10 Ways to Be a Better Bridge Partner

By Eddie Kantar

Most bridge players value a reliable, happy partner above anything else. Working together as a team is important for the success of your partnership. You both want to win, so you can’t gain anything from getting upset when play doesn’t go exactly as planned. It seldom does! Here, you find some tips on keeping your partner happy.

Treat your partner like your best friend

Even if you don’t know your partner well, treating her with respect improves her play. Treat your partner like your best friend, and you’ll be repaid in “spades.” (And if you’re a pleasant, courteous opponent, you’ll win everyone’s “hearts.”)

Tolerate your partner’s errors

Don’t keep harping on your partner’s errors; just forgive and try to forget (at least until after the game). After all, do you want to be reminded of all the mistakes you’ve made? (Everybody makes mistakes, including you.) If you have constructive criticism, save it for after the session, when you’ll both be calmer. Expect (demand) that your partner show you the same respect.

Keep a poker (well, Bridge) face

Never make any facial or body movements or use mannerisms that indicate whether you’re pleased or displeased with a bid or play. You’ll lose the table’s respect. Facial expressions and body gestures can be construed as illegal signals.

Deal well with disaster

A truly good partnership handles the inevitable disaster with a touch of humor. If your partner doesn’t have to worry that you’ll have an apoplectic fit whenever something goes wrong, he’ll play better.

Play conventions you both want to play

Don’t force your partner to play your favorite conventions (such as artificial bids). A partner worried about a convention inevitably makes more errors in the bidding, play, and defense, not to mention screwing up the convention if it comes up.

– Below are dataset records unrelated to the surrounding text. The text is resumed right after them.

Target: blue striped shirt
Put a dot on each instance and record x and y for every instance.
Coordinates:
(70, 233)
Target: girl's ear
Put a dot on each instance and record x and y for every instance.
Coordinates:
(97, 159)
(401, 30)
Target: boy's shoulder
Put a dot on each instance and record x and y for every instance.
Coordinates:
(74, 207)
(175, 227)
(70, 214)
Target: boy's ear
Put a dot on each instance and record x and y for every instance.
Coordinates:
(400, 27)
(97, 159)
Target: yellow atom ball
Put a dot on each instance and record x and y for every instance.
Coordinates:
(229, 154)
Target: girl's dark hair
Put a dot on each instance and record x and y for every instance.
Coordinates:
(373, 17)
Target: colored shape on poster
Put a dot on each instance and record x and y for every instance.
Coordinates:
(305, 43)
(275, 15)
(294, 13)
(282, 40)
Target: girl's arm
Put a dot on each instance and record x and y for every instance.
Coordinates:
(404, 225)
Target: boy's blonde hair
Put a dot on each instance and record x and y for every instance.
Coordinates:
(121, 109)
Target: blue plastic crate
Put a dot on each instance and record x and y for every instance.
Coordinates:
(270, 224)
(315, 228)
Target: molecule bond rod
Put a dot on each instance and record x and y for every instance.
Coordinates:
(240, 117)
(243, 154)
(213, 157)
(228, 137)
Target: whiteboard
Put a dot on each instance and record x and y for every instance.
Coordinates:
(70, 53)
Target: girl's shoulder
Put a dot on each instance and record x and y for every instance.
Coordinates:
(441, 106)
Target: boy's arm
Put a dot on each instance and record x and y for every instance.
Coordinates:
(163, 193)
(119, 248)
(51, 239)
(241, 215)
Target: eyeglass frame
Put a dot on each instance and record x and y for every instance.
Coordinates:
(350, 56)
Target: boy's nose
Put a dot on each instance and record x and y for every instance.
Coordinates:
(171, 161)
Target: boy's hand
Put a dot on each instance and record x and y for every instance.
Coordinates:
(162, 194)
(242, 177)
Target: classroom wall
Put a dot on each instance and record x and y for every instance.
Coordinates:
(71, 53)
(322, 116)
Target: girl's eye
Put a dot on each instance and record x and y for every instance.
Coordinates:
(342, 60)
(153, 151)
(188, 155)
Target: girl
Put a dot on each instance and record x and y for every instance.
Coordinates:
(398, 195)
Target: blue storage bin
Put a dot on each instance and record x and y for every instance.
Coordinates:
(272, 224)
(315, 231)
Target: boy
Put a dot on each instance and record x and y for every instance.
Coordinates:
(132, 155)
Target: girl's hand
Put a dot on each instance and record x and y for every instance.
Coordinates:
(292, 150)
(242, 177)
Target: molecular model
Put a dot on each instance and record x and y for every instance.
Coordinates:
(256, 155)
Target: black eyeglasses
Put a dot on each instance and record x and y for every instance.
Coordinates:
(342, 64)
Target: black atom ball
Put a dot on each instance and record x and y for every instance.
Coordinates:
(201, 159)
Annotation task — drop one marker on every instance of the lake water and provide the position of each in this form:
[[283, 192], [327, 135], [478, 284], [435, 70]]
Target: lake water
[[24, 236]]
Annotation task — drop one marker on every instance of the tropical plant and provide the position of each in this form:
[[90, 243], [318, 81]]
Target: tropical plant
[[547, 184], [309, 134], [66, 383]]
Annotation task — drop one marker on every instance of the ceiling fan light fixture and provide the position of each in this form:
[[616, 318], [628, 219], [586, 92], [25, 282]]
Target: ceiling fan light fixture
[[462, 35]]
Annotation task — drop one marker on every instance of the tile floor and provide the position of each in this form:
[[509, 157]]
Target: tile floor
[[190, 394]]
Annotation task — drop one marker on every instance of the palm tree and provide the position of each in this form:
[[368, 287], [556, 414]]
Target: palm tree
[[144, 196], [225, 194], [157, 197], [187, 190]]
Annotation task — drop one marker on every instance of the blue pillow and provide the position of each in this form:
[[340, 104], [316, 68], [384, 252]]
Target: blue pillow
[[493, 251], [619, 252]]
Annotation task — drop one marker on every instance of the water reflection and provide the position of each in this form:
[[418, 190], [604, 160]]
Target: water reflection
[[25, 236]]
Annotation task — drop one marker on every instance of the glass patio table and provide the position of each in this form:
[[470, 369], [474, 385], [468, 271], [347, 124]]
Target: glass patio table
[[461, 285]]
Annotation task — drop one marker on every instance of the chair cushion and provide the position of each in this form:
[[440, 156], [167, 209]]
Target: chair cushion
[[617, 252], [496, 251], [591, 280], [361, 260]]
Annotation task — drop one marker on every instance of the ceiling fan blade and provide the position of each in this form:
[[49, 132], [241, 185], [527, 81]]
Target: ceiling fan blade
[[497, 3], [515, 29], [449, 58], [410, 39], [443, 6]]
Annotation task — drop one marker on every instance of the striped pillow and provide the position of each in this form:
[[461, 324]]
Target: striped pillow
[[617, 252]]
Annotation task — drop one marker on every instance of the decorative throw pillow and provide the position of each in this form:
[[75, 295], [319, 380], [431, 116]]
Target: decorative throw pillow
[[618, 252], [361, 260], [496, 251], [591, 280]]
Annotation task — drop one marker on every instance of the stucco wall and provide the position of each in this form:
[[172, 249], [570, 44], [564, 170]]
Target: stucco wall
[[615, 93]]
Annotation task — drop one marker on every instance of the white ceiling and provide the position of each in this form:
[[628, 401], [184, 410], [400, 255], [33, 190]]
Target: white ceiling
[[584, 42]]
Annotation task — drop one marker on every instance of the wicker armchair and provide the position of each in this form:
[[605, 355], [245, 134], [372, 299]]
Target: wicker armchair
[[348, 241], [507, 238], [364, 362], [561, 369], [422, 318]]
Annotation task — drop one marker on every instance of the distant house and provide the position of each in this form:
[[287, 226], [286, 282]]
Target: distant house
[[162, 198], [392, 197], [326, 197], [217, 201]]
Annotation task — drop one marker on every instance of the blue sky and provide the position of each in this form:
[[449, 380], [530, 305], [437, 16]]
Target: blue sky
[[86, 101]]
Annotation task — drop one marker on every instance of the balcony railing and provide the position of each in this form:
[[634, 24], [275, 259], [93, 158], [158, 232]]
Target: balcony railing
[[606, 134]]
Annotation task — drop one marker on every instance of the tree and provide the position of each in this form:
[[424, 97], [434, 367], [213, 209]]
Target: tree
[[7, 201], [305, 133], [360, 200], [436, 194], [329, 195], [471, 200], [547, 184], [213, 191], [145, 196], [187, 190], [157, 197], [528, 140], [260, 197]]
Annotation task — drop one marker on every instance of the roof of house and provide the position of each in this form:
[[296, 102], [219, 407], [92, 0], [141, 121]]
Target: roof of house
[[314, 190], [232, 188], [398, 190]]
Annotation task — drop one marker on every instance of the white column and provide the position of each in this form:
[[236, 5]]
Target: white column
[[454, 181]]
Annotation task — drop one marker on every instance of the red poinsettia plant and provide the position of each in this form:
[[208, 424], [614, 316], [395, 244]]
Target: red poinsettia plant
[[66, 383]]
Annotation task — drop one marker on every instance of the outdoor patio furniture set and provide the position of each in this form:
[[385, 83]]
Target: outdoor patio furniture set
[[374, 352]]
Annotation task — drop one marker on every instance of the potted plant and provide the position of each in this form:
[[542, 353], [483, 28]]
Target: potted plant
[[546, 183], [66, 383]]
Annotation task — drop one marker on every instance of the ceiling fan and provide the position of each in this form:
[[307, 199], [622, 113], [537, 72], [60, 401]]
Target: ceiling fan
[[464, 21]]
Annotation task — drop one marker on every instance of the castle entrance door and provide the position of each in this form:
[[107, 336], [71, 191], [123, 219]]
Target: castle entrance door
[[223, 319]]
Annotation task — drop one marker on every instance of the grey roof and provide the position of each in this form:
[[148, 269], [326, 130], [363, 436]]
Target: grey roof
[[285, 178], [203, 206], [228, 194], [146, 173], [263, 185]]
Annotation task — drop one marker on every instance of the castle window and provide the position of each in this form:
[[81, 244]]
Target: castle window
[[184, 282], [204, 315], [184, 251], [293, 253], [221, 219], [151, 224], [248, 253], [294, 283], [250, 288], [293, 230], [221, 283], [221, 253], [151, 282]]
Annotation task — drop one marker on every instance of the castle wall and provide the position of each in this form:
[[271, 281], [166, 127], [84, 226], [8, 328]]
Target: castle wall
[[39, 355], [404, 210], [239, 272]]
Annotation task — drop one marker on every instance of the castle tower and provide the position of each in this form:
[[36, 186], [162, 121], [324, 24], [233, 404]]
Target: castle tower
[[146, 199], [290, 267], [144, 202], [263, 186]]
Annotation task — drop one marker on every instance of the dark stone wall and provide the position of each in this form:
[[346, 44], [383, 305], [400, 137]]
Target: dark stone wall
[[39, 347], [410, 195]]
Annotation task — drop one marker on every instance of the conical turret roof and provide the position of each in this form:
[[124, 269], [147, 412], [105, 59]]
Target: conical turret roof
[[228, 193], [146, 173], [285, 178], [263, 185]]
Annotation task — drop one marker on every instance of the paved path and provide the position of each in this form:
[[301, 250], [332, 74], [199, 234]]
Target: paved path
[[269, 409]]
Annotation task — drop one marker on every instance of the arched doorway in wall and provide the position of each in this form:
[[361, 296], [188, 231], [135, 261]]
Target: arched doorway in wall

Pick up the slack for a weaker player

The better player in a partnership should make the weaker player feel at ease. Make your bids, leads, and signals as simple and clear as possible, and don’t give an inexperienced partner tough contracts to play. When you judge that partner is going to play the hand, bid somewhat conservatively.

Own up to your own errors

Avoid the human tendency to lay your own errors at your partner’s doorstep. A weaker partner will feel good to know that you, the stronger player, make errors as well — and are a big enough person to admit them.

Offer words of encouragement

Give your partner a few words of support after the hand is over, particularly if she doesn’t make her contract. “Tough luck” and “Nice try” go over better than “My great-grandmother could’ve made that hand in her sleep.”

Treat your partner the same whether you win or lose

When the session is over, win or lose, tell your partner how much you enjoyed playing with him (no matter how you feel). Kind words mean the world to a player who knows he hasn’t played well. It also shows class.

Know when to have fun

When all is said and done, you play bridge to have fun, and so does your partner. You’ve done your job if your partner leaves the table happy.